Para dilucidar quién era ese personaje que había logrado relacionar su nombre con la entrada del frío decembrino, Leoncio Martínez, en su semanario humorístico Fantoches, se le ocurrió hacer una encuesta con el propósito de encontrar el origen de ese nombre.

Leoncio seleccionó el relato que para él tenía más validez y credibilidad. Se comentaba de un veterano floricultor de Galipán llamado Antonio Pacheco, quien vivía en el cerro Ávila (hoy Waraira Repano), el escudo montañoso que separa el clima caraqueño con el que tiene la costa.

En la época de Caracas “de los techos rojos”, todos los diciembre, el señor Pacheco llegaba a la plaza de la Pastora de Caracas, con un arreo de burros cargados de hermosísimas flores, para embellecer la ciudad, acompañado siempre de una copla que lo anunciaba en el camino, y así alegrar el espíritu festivo del caraqueño,  a la vez huyendo del tremendo frío que pegaba en las montañas del Ávila.

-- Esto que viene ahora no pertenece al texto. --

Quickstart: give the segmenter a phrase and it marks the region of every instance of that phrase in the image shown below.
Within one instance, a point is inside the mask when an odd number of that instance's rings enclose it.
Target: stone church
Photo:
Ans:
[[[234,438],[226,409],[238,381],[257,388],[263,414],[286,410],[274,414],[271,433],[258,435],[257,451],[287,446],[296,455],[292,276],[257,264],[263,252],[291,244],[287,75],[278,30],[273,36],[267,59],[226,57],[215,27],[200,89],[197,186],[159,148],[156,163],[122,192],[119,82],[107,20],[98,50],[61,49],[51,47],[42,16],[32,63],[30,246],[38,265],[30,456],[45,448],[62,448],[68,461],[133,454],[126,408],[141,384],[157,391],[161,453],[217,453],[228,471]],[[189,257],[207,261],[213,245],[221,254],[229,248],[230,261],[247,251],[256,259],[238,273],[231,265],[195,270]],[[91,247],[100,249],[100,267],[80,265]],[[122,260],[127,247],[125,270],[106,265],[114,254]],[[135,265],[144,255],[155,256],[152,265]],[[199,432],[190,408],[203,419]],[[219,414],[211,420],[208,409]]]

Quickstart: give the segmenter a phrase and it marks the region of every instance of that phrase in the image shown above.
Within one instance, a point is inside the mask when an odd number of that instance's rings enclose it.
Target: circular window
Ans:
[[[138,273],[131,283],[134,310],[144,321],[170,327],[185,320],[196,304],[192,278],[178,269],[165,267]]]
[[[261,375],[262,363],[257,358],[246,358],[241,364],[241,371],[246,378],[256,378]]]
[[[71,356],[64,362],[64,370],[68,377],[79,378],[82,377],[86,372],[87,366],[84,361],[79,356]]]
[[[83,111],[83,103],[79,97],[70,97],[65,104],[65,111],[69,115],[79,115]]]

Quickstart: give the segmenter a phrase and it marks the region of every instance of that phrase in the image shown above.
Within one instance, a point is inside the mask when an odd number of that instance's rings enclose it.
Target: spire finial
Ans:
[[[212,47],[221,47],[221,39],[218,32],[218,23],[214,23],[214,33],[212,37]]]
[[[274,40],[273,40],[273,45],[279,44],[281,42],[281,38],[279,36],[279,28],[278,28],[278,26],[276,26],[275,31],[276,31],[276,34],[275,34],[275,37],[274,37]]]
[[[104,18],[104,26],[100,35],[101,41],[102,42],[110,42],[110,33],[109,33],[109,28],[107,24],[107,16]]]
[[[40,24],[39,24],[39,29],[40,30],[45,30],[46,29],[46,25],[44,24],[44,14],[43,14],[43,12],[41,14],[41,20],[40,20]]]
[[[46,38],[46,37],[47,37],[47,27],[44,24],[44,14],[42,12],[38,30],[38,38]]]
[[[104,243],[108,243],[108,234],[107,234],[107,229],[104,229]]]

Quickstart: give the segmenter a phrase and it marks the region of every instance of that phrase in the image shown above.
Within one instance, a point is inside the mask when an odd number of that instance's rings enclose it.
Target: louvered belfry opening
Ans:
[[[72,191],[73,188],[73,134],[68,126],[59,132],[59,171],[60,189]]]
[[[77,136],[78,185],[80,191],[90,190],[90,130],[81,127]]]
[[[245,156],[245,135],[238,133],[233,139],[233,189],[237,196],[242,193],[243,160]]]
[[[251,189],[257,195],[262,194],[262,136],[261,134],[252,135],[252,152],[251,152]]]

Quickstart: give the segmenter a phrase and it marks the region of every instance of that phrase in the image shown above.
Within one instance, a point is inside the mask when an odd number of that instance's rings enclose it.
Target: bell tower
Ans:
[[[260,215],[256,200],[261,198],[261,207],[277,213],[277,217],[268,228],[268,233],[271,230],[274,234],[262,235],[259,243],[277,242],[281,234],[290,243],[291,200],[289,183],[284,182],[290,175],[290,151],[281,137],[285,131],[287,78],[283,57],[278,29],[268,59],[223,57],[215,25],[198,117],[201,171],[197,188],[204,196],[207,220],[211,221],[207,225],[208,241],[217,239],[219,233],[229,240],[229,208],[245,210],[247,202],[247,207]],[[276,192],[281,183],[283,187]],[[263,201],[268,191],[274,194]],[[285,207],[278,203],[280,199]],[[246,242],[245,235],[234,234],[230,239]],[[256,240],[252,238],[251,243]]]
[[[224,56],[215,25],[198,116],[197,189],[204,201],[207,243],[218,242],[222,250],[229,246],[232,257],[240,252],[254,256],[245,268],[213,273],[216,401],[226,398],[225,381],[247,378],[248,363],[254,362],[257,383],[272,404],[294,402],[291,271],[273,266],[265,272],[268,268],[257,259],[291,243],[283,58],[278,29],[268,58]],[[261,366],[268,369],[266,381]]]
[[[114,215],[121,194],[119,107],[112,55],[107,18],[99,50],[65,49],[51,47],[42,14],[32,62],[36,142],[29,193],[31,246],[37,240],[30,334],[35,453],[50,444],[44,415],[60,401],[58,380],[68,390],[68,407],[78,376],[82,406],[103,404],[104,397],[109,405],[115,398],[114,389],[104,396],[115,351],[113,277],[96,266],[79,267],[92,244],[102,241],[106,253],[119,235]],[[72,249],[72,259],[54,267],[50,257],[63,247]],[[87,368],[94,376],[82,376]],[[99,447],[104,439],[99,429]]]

Pacheco llegaba a Caracas por el Camino de los Españoles y entraba por la Puerta de Caracas, en La Pastora, vendía sus flores frente a la famosa Iglesia de esa zona y descansaba de su difícil viaje, de esta manera la gente comenzó a asociar la llegada del vendedor de flores con la época más fría, desde Noviembre hasta Enero.

Los caraqueños al ver a este hombre exclamaban «Allí viene Pacheco», «Bajó Pacheco» o «Llegó Pacheco», de esta forma sabían que las temperaturas estaban bajando en la montaña y que también bajarían a los pocos días en Caracas. La llegada del Pacheco era sinónimo de que se acercaba la Navidad. 


Pacheco, representaba en ese entonces a la naturaleza, que forzaba con sus espontáneas floraciones a abandonar su refugio, para volcar en la ciudad aquel amoroso y colorido mensaje de flores galipaneras; fue y sigue siendo el representante de una tradición que aún perdura en nuestra ciudad.



Aquiles Nazoa encontró en la tradición de Pacheco y su bajada del Ávila una fuente para muchos de sus trabajos literarios, de los cuales el más divulgado es: “Qué hubo Pacheco”. Cuando en Caracas hace frío una gran mayoría decimos: “Hace Pacheco” o “llegó Pacheco”, según la época.